Projective Clustering Overview

Updated 26 December 2025

Projective clustering is a method that partitions high-dimensional data into k clusters, each associated with a j-dimensional subspace, generalizing both k-means and PCA.
It utilizes algorithmic strategies such as EM/alternating minimization, coreset constructions, and random projection techniques to optimize non-convex objectives.
Its robust statistical guarantees and adaptability to streaming data make projective clustering pivotal for scalable and precise geometric data analysis.

Projective clustering is the task of partitioning a finite metric dataset in high-dimensional Euclidean space into $k$ clusters, each associated with a $j$ -dimensional affine or linear subspace (termed "j-flat") such that a global cost function—typically the sum (or another $\ell_p$ aggregate) of distances of each point to its nearest subspace center—is minimized. This paradigm generalizes both center-based clustering (e.g., $k$ -means/ $k$ -median for $j=0$ ) and subspace approximation (e.g., PCA, when $k=1$ ) to the more expressive regime where both $k>1$ and $j>0$ , offering adaptive adaptation to anisotropic and manifold-structured data.

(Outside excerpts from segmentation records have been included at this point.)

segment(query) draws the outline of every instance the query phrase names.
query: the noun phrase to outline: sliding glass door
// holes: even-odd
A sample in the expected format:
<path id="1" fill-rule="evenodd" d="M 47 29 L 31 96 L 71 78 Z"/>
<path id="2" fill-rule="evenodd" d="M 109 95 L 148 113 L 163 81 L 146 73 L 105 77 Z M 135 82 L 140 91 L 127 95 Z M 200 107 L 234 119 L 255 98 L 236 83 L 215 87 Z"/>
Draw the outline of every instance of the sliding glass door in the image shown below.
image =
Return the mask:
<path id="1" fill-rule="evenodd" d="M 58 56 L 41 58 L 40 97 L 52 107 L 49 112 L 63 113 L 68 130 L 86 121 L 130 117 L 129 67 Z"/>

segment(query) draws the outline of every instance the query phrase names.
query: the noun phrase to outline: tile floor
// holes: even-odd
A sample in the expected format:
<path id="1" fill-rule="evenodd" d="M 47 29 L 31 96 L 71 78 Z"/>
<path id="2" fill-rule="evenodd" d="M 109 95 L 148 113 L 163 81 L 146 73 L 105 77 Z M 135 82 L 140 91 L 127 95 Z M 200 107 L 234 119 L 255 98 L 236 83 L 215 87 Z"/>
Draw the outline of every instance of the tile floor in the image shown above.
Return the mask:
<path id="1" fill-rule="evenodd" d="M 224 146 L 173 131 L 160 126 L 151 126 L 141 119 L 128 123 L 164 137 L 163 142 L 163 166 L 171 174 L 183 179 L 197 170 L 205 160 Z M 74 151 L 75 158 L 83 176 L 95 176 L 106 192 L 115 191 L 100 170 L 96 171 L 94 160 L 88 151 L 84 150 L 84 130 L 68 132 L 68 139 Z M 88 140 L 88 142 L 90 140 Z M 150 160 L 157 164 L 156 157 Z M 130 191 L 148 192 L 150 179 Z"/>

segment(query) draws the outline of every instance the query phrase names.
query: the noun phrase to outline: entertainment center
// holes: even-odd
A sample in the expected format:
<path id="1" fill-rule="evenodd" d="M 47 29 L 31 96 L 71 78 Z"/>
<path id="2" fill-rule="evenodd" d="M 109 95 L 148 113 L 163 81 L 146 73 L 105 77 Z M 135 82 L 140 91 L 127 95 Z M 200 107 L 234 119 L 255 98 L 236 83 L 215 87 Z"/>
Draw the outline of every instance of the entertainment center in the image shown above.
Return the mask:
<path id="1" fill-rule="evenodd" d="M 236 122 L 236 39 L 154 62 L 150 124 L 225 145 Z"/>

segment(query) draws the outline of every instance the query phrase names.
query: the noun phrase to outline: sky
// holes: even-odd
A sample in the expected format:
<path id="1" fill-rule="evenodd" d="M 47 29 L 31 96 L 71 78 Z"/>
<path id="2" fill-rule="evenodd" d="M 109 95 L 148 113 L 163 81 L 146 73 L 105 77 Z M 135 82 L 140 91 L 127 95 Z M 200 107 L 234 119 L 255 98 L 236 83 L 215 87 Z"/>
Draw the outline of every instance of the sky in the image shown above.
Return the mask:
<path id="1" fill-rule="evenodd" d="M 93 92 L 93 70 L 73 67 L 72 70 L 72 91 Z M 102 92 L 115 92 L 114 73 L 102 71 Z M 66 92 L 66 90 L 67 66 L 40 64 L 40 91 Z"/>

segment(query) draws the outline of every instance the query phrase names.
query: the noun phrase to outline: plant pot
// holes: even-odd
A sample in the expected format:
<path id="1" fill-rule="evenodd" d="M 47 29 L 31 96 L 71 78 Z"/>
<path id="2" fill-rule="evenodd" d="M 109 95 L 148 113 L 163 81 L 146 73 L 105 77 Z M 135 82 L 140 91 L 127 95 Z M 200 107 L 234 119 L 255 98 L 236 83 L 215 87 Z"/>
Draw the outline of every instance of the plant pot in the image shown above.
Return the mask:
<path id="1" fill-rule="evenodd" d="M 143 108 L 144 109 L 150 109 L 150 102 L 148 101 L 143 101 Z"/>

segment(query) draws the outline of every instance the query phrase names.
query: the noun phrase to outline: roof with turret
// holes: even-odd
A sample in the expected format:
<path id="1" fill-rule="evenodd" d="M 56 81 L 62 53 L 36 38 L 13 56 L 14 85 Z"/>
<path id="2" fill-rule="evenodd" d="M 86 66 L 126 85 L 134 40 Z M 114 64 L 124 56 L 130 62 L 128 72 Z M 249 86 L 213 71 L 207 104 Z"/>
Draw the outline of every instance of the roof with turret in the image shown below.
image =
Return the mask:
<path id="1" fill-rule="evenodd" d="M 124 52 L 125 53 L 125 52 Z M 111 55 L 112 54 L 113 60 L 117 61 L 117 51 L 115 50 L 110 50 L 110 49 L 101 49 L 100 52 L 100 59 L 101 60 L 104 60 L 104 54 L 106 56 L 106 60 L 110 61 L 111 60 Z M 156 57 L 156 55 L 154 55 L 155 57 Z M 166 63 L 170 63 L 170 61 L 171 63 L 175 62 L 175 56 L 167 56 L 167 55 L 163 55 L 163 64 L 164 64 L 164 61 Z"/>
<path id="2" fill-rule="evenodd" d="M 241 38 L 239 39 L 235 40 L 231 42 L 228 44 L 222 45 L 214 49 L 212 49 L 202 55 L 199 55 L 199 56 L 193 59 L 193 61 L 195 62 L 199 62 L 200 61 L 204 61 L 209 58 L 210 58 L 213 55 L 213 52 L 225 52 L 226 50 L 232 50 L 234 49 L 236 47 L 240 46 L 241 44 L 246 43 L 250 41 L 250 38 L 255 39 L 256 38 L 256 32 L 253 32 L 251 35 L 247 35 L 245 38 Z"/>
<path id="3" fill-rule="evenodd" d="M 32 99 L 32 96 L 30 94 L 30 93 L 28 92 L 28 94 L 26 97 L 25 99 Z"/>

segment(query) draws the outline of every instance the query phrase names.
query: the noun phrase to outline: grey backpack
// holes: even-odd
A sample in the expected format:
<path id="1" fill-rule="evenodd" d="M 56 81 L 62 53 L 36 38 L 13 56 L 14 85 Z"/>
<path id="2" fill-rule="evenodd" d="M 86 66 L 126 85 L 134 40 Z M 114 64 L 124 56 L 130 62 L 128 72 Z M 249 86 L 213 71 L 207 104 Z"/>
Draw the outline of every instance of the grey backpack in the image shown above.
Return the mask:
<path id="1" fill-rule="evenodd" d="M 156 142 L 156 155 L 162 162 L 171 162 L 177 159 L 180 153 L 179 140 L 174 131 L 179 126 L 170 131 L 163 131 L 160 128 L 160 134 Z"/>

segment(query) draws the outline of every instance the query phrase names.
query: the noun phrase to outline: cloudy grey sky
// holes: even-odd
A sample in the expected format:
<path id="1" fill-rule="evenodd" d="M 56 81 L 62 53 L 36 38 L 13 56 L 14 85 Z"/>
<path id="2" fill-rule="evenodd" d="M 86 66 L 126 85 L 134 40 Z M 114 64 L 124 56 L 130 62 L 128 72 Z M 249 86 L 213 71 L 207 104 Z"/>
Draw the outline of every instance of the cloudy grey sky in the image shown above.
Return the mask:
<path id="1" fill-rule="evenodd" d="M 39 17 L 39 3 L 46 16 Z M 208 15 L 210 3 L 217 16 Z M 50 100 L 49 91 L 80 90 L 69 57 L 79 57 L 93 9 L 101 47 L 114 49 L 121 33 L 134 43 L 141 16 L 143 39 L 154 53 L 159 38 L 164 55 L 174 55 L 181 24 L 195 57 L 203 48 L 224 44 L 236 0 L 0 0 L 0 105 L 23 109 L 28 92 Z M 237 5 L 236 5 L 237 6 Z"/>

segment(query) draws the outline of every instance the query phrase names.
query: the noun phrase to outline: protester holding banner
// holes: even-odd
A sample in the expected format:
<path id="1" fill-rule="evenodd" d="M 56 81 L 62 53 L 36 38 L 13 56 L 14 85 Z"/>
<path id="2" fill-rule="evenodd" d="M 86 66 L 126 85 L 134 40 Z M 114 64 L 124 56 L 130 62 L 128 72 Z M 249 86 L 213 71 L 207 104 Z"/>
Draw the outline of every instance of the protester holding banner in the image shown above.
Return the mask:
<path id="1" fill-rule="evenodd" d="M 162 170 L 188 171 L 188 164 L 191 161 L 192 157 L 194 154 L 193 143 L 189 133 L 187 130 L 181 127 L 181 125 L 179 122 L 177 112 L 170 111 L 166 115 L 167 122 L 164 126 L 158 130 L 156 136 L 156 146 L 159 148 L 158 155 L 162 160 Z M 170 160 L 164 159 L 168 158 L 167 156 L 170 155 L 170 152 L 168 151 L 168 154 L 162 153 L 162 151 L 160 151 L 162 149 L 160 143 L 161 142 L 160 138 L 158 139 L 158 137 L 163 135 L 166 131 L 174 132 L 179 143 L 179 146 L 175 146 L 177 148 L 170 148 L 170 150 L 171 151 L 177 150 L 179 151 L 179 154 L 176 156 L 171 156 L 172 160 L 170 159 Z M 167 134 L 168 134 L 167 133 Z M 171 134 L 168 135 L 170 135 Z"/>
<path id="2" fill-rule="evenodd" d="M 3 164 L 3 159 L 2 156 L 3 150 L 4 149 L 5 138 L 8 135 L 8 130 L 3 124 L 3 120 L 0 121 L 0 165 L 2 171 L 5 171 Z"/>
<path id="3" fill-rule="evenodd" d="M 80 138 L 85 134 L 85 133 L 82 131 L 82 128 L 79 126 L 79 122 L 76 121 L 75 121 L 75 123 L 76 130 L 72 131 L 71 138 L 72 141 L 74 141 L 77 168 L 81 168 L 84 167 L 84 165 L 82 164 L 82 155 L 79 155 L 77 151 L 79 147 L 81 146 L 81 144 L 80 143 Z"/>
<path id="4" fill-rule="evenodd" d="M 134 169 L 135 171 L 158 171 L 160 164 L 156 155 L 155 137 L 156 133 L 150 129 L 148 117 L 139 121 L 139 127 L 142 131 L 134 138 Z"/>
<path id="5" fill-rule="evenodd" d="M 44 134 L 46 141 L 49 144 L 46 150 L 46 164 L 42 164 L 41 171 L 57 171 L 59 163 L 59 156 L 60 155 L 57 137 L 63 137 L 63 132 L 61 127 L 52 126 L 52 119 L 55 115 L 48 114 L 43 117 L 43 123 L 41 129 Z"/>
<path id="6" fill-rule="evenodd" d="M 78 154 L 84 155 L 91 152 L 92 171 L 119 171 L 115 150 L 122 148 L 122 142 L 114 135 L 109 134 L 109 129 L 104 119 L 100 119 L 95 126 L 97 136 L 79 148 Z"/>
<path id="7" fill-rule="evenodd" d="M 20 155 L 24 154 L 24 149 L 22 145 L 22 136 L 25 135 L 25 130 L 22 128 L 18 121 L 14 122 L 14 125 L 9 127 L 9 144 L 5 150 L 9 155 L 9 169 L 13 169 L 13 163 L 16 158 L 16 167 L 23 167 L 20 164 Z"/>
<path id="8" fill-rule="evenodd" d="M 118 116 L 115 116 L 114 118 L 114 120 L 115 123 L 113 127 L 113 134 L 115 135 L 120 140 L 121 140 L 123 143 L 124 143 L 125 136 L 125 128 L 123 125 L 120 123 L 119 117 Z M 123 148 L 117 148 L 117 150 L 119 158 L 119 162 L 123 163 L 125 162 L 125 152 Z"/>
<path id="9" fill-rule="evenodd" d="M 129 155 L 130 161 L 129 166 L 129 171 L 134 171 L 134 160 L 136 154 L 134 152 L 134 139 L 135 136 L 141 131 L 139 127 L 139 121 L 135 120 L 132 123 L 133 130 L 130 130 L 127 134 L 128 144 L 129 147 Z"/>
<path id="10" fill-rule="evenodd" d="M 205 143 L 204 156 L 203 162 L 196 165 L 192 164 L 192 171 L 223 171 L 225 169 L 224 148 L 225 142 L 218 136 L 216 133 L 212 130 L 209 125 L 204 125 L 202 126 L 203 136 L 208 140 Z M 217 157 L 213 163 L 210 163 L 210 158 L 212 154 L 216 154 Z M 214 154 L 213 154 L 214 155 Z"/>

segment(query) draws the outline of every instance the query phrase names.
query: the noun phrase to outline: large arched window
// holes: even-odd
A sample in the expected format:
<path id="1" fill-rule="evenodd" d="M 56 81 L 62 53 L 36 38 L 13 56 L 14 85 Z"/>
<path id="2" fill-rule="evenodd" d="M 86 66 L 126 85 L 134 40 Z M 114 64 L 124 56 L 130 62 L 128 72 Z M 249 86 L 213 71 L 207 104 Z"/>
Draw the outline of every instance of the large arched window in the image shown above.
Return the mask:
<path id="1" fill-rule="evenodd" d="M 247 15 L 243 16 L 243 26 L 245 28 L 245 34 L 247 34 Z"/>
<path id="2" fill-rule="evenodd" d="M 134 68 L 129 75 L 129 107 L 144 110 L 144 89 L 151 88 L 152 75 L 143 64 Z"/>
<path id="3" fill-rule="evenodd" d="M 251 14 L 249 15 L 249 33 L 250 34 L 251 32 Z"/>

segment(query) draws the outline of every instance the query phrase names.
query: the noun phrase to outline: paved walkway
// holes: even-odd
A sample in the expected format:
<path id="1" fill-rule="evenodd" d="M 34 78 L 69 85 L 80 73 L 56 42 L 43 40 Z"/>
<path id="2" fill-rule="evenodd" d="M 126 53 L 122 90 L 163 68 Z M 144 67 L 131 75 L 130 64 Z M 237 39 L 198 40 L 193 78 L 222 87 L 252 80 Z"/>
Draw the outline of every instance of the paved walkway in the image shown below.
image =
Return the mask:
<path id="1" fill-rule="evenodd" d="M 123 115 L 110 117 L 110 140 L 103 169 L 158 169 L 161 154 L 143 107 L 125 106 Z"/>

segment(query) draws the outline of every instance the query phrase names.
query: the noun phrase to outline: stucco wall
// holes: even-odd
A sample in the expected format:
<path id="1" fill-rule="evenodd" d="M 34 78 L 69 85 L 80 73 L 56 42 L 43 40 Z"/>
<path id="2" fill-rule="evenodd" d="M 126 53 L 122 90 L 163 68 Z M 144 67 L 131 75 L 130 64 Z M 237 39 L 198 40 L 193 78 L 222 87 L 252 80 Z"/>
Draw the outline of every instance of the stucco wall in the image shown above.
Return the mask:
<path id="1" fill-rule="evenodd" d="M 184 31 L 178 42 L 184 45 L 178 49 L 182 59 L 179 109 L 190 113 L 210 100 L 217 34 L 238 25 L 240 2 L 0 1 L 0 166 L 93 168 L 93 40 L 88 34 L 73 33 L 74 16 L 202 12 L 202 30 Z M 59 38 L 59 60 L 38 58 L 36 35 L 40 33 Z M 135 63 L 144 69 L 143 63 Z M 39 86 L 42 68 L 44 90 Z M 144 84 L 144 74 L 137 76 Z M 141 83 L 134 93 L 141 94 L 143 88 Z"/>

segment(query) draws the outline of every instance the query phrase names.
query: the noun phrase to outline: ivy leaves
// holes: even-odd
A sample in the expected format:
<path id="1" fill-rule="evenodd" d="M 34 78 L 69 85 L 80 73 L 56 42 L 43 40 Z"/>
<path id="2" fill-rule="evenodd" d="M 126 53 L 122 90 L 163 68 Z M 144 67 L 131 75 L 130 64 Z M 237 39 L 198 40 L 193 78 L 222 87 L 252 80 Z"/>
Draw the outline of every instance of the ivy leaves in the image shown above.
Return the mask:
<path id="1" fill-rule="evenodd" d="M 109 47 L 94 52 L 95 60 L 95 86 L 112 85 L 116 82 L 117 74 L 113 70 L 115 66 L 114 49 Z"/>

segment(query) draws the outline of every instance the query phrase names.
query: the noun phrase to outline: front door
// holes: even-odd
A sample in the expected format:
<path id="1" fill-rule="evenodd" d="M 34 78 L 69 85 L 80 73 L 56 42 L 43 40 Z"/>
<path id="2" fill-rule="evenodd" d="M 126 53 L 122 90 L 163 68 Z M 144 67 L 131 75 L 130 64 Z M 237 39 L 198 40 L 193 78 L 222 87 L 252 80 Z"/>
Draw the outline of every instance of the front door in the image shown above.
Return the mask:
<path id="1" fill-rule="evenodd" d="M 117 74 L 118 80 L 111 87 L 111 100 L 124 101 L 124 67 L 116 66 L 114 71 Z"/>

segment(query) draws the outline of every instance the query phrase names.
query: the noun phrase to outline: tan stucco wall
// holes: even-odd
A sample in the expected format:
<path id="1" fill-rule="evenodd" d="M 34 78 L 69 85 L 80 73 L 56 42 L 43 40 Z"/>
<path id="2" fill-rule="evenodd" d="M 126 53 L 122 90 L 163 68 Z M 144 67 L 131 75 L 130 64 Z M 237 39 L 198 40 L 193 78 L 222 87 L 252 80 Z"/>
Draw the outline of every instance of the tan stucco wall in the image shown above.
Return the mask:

1. Formal Definitions and Problem Variants

Let $P\subset \mathbb{R}^d$ be a finite set of $n$ points. For integers $k\ge1$ , $0\leq j<d$ , and $\rho\in[1,\infty]$ , a $(k, j, \rho)$ projective clustering seeks a collection $\mathcal{F} = \{F_1,\dots,F_k\}$ of affine $j$ -dimensional subspaces minimizing

$\mathrm{cost}_\rho(P, \mathcal{F}) = \left(\sum_{p\in P} \min_{i = 1}^{k} \mathrm{dist}(p, F_i)^\rho \right)^{1/\rho},\quad [\rho<\infty]$

or, for the hard version,

$\mathrm{cost}_\infty(P, \mathcal{F}) = \max_{p\in P} \min_{i=1}^k \mathrm{dist}(p, F_i).$

Here, $\mathrm{dist}(p, F) = \|p - \pi_F(p)\|_2$ denotes the Euclidean distance to the subspace $F$ (Kerber et al., 2014, Tukan et al., 2022). Standard cases include:

$(0, k, 2)$ : $k$ -means
$(1, 1, \infty)$ : minimum enclosing cylinder
$(j, 1, 2)$ : subspace approximation
General $(k, j, 2)$ : projective clustering (sum of squared errors to closest $j$ -flats)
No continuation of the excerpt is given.